Japan's first online university began classes on April 2, offering degrees to older students in a country whose model of lifetime company jobs is changing. A total of 516 students are enrolled at Cyber University, which offers four years of online coursework leading to a degree - for now in the disciplines of information technology or world heritage.
The university held an entrance ceremony on April 1, at the Fukuoka Dome, a roof-covered baseball stadium on the South-western island of Kyushu, with 130 students showing up in person and others joining by their computers.
The online university, ironically, is led by an expert on ancient Egypt.
"I would like for you to work together to let the university leap into the world," Chancellor Sakuji Yoshimura, an archaeologist, told the ceremony.
Students take classes and submit papers to professors through computers connected by broadband communication networks. Students can receive a bachelor's degree after completing required courses.
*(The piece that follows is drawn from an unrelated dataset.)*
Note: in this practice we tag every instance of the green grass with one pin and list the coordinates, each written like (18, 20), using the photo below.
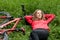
(48, 6)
The university came to life as Japan, recovering from the 1990s recession, changes its post-World War II model of young people taking jobs and working their way through the ranks until retirement.
"Students of our university are mostly in their late 20s and early 30s, and many of them hold jobs," Cyber University spokeswoman Eriko Kitanoya said.
Similar universities exist overseas. The University of Phoenix, founded in the early 1970s for non-traditional students, now has some 200,000 adults enrolled across North America, largely through online or evening courses.